How Automakers Hope to Grow Revenue As Ownership Slides

The numbers of city dwellers are growing globally.

As such, the next generation of consumers are looking to alternatives to car ownership forcing automakers to explore various mobility as a service (MaaS) strategies that could offset potential losses from sliding consumer vehicle sales. The potential for lucrative partnerships between carmakers and ride-sharing specialists, micro mobility organization and ride hailing services are changing the way automakers think about sales.

“It’s important to note that this is not an imminent trend and that the timeline for this shift will likely vary significantly by region,” Brandon Mason, PwC’s mobility leader, told TU-Automotive. “Globally, a significant drop off in vehicle ownership is not expected over the near to midterm.”

Europe, for example, is expected to see much quicker adoption of electric and autonomous vehicles than the United States given urban infrastructure and the regulatory environment. “While no one can accurately predict the exact inflection point for various MaaS offerings to accelerate, there is no doubt that it’s impact will be significant when it does happen,” Mason said.

He explained that as various MaaS platforms, including ride-hailing, car-sharing, micro mobility and the like continue to mature and grow, a gradual shift away from private ownership will occur, with urban areas seeing a quicker adoption rate than rural areas. “In the meantime, automakers are continuing to test various MaaS business models and technologies to prepare for this eventuality,” he said. “It is generally agreed that the overall value chain for mobility services will grow.”

However, he noted automakers find themselves in a difficult position since much of the growth is expected to come from outside their current areas of expertise – software development, payment systems and artificial intelligence (AI).

Mason said that means there is the need for automakers to invest in research and development and strategic partnerships but the return on these investments will probably not be seen in the near term. “If you were to look 10 years in the future, the overall size of the global vehicle parcel might be largely unchanged but once Level 4 and Level 5 autonomous vehicles become commonplace alongside a host of other MaaS options, it’s plausible that personal vehicle ownership could begin to decline at a rapid rate,” he said.

Mason also pointed out that overcoming the cost, technology, regulatory and consumer sentiment challenges, among others, would take time, noting many industry participants have begun to come down from previously aggressive forecasts for autonomous vehicles and other smart mobility offerings. He said the types of partnerships and their subsequent value to a carmaker would vary depending on their core set of competencies and evolving smart mobility strategy.

For those who are aggressively investing in and testing autonomous vehicles, partnering with, or acquiring, technology companies that have AI capabilities may be the best option. Also, companies focused on car and ride sharing applications or charging stations, a public-private partnership (PPP) could have significant advantages.

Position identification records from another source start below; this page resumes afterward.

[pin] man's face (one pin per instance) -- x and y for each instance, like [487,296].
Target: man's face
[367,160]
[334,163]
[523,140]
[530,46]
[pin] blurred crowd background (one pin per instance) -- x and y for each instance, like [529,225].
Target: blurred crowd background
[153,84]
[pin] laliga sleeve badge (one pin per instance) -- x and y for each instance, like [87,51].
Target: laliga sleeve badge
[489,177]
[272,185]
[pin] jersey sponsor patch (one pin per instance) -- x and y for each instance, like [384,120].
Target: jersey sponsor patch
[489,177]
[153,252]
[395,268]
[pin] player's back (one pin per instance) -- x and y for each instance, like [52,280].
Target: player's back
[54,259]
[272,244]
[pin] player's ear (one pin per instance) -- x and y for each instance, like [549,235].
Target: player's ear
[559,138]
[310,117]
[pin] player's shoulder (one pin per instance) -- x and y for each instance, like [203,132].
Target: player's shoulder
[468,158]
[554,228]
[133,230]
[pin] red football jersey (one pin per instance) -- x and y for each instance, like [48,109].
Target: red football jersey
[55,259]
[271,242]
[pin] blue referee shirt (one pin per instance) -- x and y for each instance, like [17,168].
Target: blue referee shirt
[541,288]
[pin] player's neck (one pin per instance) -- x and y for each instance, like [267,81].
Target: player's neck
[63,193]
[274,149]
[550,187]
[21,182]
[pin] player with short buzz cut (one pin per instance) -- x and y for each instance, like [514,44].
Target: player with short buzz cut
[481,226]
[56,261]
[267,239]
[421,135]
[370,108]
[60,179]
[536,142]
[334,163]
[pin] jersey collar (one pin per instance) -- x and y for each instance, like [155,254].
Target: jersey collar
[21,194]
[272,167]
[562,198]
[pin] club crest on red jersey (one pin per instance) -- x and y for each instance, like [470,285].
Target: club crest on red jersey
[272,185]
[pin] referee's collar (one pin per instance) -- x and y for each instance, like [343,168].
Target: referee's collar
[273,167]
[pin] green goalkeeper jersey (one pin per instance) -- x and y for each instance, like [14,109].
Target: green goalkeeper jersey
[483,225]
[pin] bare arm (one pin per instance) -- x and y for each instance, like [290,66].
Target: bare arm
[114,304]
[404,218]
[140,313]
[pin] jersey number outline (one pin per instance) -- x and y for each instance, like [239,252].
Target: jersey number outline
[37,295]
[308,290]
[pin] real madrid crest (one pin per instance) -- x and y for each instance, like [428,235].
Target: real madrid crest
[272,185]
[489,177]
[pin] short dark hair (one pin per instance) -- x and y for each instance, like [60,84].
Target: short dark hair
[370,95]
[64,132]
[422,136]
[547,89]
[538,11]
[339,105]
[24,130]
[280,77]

Mason said some automakers have even taken the previously unheard of step of creating joint ventures with their rivals, Audi, Daimler and BMW, in order to share costs and increase the business case for their MaaS operations. “There is no one single scenario that represents maximizes return for all,” he said. “It’s likely that a combination of many different partnerships will be needed to offer a full suite of solutions to consumers.”

Employing the huge amount of data being generated, everything from consumer interests to mapping data, is at the top of the list for many companies and using that data to predict future mobility strategies is top of mind to many automakers. “Seat faces the challenge of providing vehicles designed for sharing as well as for private ownership,” said Estela González, head of new business at XMOBA, Seat’s independent company that invests in new smart mobility solutions. “In the case of cars, this will imply fewer cars in the market but with a higher user rate which will reduce the current lifetime from 10 to seven years.”

González said having the appropriate vehicle that reduces operating cost is key for MaaS operators. Recent examples of this include the Bolt Nano, Renault’s Twizy and Seat’s own Minimó concept car, all designed to merge the benefits of the car, such as security and comfort, and those of the motor cycle with agility and ease of parking. “In addition, 5G technology and a battery swap system allows for recharging in a few minutes and improves sharing operations,” she said. “Data management and artificial intelligence is as well key to improving MaaS business by optimizing the fleet and providing the right vehicle, at the right place and at the right time for a specific individual with a specific mobility need.”

She noted MaaS trends are already affecting car ownership demographics, with the average age of buying the first car now between 33 and 38 years and the number of young people applying for driving licenses is dropping sharply. “Personal mobility needs are going to double in urban areas as a consequence of the increase of population on these areas,” González noted. “Yet, mobility needs are still there and a car is still a good alternative for specific use cases. So, we just need to provide access to cars in a different way. Flexible renting or car-sharing models but also provide new types of vehicles that efficient and sustainable as an alternative, especially in urban areas.”